4. Pour demander la décharge des cotisations de taxe foncière sur les propriétés bâties auxquelles elle a été assujettie au titre des années 2020 et 2021 au titre d'un appartement de deux pièces de 45,09 mètres carrés qu'elle a donné en location jusqu'au 8 novembre 2019, Mme D fait valoir que la vacance est indépendante de sa volonté dès lors que le loyer demandé n'est pas excessif, qu'elle a accompli des démarches pour sa location mais que la vacance s'explique par la difficulté du marché locatif dans la résidence de services dans laquelle le bien est situé. Toutefois, Mme D se borne à produire deux mandats de location, le premier avec la société Résidences services immobilier, du 14 février 2020, et le second avec la société Parker immobilier du 21 juin 2022, ce dernier étant donc postérieur aux années d'imposition. Si elle soutient qu'aucune autre agence n'a accepté de prendre de mandat sur son bien, elle n'en justifie pas. Elle produit également des extraits de courriels échangés avec un responsable de la société Parker Immobilier faisant état de publication sur 43 sites d'annonces immobilières mais n'apporte aucun autre élément à l'appui de cette allégation. Enfin, si elle indique que le loyer demandé est équivalent à celui réclamé à son précédent locataire jusqu'en 2019 et qu'il est inférieur à celui réclamé par la société Domitys à ses propres locataires dans la même résidence, cette société peinant elle-même à donner l'ensemble de ses biens en location, il résulte de ses propres écritures qu'une mise de l'appartement au standard des appartements de la société Domitys nécessiterait entre 25 000 et 30 000 euros de rénovation et donc que la différence de loyer dont elle se prévaut peut être expliquée par la différence du niveau des prestations desdits logements. Enfin, son appartement étant donné en location nue, elle ne justifie pas par les pièces produites que les loyers relevés par l'administration en défense pour des biens de superficie équivalente ne seraient pas pertinents, quand bien même les locataires seraient tenus de compléter ce loyer par le paiement des prestations attachées à la résidence de service. Au regard des éléments qu'elle produit, Mme D n'apporte donc pas la preuve, ainsi qu'elle en a la charge, que la vacance du bien en litige serait indépendante de sa volonté, au sens des dispositions précitées du I de l'article 1389 du code général des impôts.
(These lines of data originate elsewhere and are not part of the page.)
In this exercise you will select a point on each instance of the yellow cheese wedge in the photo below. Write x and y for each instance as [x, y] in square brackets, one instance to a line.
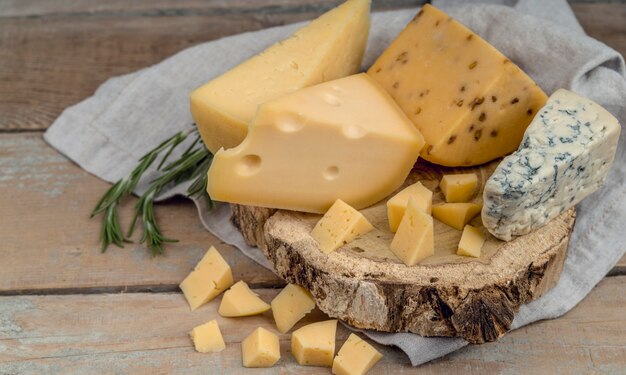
[339, 225]
[210, 277]
[329, 47]
[397, 204]
[456, 215]
[472, 241]
[239, 300]
[291, 305]
[356, 357]
[260, 349]
[415, 239]
[207, 338]
[470, 102]
[314, 344]
[309, 148]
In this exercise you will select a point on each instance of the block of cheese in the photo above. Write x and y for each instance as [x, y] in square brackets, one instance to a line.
[456, 215]
[470, 102]
[307, 149]
[329, 47]
[260, 349]
[239, 300]
[339, 225]
[291, 305]
[397, 204]
[356, 357]
[566, 154]
[210, 277]
[458, 187]
[314, 344]
[472, 241]
[207, 338]
[415, 238]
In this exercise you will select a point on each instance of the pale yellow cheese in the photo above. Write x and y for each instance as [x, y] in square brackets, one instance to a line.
[356, 357]
[207, 338]
[397, 204]
[472, 241]
[239, 300]
[210, 277]
[307, 149]
[260, 349]
[456, 215]
[458, 187]
[339, 225]
[291, 305]
[314, 344]
[329, 47]
[415, 239]
[470, 102]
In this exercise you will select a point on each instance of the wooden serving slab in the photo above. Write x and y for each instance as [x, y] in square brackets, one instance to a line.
[365, 285]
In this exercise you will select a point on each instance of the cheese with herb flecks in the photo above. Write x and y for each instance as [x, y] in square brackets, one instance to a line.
[565, 155]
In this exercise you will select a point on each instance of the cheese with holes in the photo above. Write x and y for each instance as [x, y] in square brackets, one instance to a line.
[339, 225]
[356, 357]
[260, 349]
[291, 305]
[307, 149]
[458, 187]
[207, 338]
[456, 215]
[210, 277]
[314, 344]
[397, 204]
[239, 300]
[415, 238]
[470, 102]
[329, 47]
[566, 154]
5. Il résulte de ce qui précède que les conclusions à fin de décharge des cotisations de taxe foncière sur les propriétés bâties auxquelles Mme D a été assujettie au titre des années 2020 et 2021 à raison d'un appartement sis 11, rue Pierre Clostermann sur la commune du Chesnay-Rocquencourt doivent être rejetées.

D E C I D E:

Article 1er : Les requêtes n° 22204173 et 2205372 de Mme D sont rejetées.

Article 2 : Le présent jugement sera notifié à Mme A D et au directeur départemental des finances publiques des Yvelines.
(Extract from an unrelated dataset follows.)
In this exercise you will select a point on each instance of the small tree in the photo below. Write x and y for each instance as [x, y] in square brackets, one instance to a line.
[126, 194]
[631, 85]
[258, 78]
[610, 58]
Rendu public par mise à disposition au greffe le 18 novembre 2024.

Le magistrat désigné,

Signé

O. MaunyLe greffier,

Signé

A. Delpierre

La République mande et ordonne au ministre du budget et des comptes publics en ce qui le concerne, et à tous huissiers de justice à ce requis en ce qui concerne les voies de droit commun, contre les parties privées, de pourvoir à l'exécution de la présente décision.